Staphylococcus aureus is responsible for both nosocomial and community-acquired infections worldwide. [1, 2] In humans S. aureus is able to cause a wide variety of different diseases, owing to its frequent association with multidrug resistance, S. aureus cause hard-to-treat infections because these are resistant to most of the antibiotics such as beta-lactams, aminoglycosides and macrolides. antibiotics are structurally unrelated; however, they are related microbiologically because of their similar mode of action. They inhibit bacterial protein synthesis by binding to 23s rRNA, which is a part of large ribosomal subunit. [3, 4] For years, macrolides have been used as an alternative to penicillin and cephalosporins in the treatment of infections caused by gram positive bacteria, but the worldwide development of macrolide resistance has now limited the use of these antibiotics. Macrolide resistance is by diverse mechanisms. The resistance to macrolide can be mediated by msr(A) gene coding for efflux mechanism or via erm gene encoding for enzymes that confer inducible or constitutive resistance to MLSB antibiotics. In constitutive resistance, r-RNA methylase is always produced (cMLSB); where as in inducible, methylase is produced only in the presence of an inducing agent (iMLSB). [5] Erythromycin is an effective inducer whereas clindamycin is a weak inducer. In vitro, S. aureus isolates with constitutive resistance are resistant to both erythromycin and clindamycin whereas those with inducible resistance are resistant to erythromycin and appear sensitive to clindamycin (iMLSB). [3, 6] Failure to identify inducible CL resistance leads to incorrect laboratory reports and treatment problems. [7, 8]. The treatment of patients harboring iMLSB staphylococci with clindamycin leads to the development of constitutive resistance, subsequently leading to therapeutic failure. [9, 10] Thus, the aim of the present study was to detect the inducible CL resistance in staphylococci by the D-test.

2. Material and Methods

2.1. Collection of Samples and Isolation of Bacteria

This study was performed from April to August 2013 in ten hospitals of Benghazi, Libya. (Psychiatric hospital and Al-Erada sanatorium, Benghazi Medical Center, 7th of October hospital, Benghazi Childrens hospital, Al- Joumhouria hospital, Cardiac Center, Nephrology Center, Al-Jala Hospital, Urology and ENT Centers and Eye hospital).
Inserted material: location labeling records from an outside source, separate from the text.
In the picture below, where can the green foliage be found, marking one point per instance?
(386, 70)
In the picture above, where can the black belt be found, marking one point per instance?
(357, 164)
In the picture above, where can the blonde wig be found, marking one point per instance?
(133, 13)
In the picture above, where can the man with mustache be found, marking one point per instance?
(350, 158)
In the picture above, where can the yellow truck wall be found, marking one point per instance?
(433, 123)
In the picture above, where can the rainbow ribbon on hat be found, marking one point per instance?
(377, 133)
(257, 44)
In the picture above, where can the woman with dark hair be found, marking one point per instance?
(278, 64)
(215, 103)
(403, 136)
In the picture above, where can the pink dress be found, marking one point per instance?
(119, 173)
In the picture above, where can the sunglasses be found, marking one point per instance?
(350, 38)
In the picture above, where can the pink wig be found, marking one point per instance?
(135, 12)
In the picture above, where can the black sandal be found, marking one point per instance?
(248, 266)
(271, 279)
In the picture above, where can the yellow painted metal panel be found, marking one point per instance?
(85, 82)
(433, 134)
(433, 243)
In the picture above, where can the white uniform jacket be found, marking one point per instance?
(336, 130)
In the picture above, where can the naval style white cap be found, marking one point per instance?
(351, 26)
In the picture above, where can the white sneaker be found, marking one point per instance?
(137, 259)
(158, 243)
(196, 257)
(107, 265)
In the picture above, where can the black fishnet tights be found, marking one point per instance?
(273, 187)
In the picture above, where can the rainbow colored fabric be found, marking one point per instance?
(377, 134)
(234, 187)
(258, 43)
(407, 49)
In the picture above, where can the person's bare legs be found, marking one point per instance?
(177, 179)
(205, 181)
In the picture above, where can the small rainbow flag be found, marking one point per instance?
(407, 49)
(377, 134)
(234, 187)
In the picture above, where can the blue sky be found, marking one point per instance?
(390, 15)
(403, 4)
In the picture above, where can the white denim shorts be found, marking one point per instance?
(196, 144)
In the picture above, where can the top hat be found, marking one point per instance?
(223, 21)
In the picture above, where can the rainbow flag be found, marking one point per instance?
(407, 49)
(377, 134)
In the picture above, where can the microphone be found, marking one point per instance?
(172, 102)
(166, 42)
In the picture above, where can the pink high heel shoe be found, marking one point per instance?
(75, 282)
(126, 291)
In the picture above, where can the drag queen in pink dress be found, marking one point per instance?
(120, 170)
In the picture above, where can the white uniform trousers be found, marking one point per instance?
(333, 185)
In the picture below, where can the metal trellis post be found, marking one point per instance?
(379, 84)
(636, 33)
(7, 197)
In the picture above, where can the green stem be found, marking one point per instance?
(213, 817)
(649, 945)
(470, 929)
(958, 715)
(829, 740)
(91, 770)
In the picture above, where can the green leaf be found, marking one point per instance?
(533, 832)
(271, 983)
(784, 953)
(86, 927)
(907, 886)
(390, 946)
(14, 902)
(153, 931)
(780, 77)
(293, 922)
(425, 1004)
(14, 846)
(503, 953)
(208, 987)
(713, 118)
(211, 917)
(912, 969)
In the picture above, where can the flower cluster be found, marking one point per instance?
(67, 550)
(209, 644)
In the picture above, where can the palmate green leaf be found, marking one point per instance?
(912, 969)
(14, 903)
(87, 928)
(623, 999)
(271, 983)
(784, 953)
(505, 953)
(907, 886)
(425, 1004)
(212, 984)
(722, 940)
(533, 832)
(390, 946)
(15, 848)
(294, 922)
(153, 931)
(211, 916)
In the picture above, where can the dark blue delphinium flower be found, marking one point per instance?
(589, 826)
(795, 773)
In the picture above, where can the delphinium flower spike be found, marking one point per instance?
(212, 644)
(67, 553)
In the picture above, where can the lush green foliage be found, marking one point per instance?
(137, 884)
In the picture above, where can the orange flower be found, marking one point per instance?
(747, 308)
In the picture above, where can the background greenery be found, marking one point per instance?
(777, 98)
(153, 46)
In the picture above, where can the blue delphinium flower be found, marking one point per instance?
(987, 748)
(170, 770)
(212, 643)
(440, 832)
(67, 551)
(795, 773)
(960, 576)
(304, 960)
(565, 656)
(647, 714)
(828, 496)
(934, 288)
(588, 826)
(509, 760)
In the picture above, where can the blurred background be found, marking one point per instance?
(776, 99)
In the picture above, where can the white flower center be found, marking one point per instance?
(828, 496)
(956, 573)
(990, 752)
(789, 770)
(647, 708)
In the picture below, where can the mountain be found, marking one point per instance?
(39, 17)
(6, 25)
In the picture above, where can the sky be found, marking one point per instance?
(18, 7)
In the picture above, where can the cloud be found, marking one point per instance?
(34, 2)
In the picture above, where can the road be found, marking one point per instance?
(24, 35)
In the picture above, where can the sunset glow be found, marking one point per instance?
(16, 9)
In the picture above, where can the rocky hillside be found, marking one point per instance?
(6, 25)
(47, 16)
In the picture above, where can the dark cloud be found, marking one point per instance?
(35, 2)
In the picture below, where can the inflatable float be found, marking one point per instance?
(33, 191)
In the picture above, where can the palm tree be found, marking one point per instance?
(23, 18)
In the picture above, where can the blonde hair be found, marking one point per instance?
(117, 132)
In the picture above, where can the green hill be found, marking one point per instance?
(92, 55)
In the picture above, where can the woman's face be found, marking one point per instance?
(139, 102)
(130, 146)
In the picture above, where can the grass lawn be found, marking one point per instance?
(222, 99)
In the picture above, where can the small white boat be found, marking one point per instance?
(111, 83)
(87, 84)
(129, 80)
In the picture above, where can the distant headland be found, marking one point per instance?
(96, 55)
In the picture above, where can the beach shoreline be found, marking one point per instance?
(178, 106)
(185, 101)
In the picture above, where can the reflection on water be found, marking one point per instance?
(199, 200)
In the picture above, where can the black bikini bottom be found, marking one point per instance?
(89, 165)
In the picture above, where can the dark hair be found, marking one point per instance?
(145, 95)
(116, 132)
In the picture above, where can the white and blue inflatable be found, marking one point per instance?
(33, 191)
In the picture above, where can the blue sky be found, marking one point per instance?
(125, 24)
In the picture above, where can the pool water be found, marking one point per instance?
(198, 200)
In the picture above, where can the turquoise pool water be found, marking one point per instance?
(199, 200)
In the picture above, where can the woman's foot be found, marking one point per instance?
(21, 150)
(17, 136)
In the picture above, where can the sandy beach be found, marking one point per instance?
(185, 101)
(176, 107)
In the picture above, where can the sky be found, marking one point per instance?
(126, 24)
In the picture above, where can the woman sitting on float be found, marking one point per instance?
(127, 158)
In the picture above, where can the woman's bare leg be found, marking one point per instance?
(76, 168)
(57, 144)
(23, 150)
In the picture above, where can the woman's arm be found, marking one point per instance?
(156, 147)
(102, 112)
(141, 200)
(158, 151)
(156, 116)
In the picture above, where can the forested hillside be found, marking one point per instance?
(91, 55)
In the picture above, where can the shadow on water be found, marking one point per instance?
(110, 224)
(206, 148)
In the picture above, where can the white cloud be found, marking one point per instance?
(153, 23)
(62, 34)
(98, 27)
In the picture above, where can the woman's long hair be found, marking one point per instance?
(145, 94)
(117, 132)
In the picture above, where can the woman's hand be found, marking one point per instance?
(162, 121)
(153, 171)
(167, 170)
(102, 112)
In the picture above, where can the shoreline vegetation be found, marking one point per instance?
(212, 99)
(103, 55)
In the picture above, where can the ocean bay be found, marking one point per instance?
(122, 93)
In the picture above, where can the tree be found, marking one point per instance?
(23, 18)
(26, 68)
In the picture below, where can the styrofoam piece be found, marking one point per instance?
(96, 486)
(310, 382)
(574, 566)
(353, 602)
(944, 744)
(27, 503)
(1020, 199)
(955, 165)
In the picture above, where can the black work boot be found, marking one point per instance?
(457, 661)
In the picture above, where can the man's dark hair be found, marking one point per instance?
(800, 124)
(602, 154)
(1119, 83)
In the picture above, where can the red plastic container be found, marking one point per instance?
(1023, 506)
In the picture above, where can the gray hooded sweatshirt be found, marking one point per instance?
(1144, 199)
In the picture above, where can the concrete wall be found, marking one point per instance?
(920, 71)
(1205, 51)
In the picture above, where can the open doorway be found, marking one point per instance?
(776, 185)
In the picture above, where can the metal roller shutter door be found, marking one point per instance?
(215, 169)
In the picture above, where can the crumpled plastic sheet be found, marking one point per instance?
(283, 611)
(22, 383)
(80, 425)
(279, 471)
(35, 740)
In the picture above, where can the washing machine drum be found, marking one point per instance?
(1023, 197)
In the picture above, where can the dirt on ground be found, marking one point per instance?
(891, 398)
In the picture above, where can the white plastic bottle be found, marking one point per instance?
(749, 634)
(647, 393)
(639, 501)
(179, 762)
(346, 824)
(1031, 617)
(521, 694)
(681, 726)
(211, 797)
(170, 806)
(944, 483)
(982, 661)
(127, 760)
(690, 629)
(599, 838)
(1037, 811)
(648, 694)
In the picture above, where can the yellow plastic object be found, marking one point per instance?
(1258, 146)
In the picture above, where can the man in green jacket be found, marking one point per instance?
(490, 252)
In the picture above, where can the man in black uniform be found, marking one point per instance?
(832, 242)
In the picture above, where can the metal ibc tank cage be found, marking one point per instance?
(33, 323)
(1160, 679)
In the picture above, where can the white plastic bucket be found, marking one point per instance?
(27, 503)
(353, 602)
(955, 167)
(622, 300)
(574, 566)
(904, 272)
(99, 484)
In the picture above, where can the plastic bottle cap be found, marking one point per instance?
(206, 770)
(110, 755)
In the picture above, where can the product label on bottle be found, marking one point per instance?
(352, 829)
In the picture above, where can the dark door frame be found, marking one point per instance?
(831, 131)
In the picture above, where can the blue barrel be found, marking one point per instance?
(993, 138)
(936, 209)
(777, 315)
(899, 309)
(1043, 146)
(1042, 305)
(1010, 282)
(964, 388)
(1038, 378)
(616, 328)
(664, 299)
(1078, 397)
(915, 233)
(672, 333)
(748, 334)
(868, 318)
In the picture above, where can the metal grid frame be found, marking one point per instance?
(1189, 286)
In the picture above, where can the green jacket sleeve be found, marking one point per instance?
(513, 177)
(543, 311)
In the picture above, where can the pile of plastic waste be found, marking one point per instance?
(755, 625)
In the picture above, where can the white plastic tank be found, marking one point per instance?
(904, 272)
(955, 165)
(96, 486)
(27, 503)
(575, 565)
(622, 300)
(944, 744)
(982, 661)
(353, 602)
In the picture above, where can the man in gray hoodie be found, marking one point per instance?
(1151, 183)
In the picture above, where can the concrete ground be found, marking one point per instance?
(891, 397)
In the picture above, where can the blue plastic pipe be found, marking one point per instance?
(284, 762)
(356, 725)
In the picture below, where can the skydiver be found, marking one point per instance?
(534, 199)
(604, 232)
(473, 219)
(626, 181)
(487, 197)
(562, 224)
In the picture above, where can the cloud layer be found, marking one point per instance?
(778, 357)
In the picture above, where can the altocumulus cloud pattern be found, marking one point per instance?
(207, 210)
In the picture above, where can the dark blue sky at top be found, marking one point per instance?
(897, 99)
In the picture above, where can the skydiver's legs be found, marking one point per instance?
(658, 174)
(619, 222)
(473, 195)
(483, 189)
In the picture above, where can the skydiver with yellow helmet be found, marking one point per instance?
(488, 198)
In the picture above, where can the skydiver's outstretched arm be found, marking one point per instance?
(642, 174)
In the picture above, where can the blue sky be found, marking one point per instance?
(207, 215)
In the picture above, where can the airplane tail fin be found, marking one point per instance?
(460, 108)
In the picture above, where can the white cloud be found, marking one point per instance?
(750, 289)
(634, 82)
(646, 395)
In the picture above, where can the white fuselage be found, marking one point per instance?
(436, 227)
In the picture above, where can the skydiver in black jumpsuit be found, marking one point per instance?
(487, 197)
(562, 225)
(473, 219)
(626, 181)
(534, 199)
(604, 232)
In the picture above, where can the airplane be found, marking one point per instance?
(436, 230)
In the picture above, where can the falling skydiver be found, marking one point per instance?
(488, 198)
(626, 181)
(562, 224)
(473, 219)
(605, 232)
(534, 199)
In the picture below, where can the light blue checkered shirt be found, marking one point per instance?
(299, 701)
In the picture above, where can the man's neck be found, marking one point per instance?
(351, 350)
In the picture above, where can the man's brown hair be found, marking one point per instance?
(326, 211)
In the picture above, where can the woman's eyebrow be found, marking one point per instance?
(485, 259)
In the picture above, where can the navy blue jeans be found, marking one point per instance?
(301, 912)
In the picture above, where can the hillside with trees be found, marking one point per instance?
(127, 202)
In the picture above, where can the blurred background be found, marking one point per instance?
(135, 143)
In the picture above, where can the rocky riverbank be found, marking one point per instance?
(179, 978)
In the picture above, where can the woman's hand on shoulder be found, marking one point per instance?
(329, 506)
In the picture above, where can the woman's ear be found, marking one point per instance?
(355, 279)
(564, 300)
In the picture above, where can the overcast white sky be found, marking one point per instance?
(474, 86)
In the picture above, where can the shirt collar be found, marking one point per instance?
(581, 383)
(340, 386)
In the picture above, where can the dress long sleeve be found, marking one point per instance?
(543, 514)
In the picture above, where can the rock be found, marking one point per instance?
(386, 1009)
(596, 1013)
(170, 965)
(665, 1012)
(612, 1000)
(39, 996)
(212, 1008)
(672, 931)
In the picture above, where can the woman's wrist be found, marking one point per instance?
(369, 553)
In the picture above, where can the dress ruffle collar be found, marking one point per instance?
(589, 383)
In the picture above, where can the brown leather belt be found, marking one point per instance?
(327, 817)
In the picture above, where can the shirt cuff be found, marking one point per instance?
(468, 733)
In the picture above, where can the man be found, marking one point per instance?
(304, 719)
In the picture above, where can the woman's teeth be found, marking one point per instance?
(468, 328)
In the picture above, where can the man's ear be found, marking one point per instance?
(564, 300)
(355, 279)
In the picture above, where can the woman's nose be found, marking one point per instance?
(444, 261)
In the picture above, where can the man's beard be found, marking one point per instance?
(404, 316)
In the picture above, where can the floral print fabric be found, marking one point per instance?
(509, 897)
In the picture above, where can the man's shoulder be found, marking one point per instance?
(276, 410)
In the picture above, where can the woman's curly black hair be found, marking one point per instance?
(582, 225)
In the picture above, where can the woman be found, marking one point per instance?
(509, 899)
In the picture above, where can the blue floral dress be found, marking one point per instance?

This study was done on a total of 472 HCWs. The samples were collected from the right and left anterior nares by using swabs.

2.2. Cultivation and Identification

Specimens were collected from the anterior nares with sterile dry cotton swabs (SPA Cultiplast, Melano-Italy), dipped in normal saline (0.9%). All swabs were inoculated on blood agar (BA-HiMedia, India) and subsequently on Mannitol salt agar plates (MSA-HiMedia, India) and were incubated at 37°C for 24-48 hours. Well isolated colonies were initially Gram-stained and then biochemical tests such as catalase, DNase and coagulase tests [11].

2.3. Methicillin-Resistance Test

Methicillin resistance was tested using Mueller- Hinton agar with Cefoxitin disc (30 μg) by Kirby-Bauer disc diffusion method [11]. Zone diameters were measured and recorded after a 24h incubation at 37°C. A zone size of >22 mm was considered sensitive and < 21 was considered resistant [12].

2.4. Antibiotic Susceptibility Testing

All the isolates were tested for their susceptibility to penicillin (10 µg), gentamicin (10 μg), Rifampicin (5 μg), cotrimoxazole (25 μg), erythromycin (15 μg), ciprofloxacin (5 μg), amoxicillin and clavulanate (20 μg), vancomycin (30 μg) , Fusidic acid (10μg) and oxacillin (1 μg) by Kirby Bauer disc diffusion method using criteria of CLSI (2012),and was performed on Mueller-Hinton agar. Single isolated colonies were selected and inoculated in Mueller-Hinton broth and placed in incubator for 24 hours at 37°C. When its turbidity is comparable to 0.5 McFarland turbidity standards, the plates were inoculated with each broth culture and left to dry before the application of antibiotic discs. The plates were inverted and incubated at 35-37°C for 18-24 hours.

2.5. Detection of Inducible Clindamycin Resistance Phenotypic Inducible Resistance to Clindamycin by D- test.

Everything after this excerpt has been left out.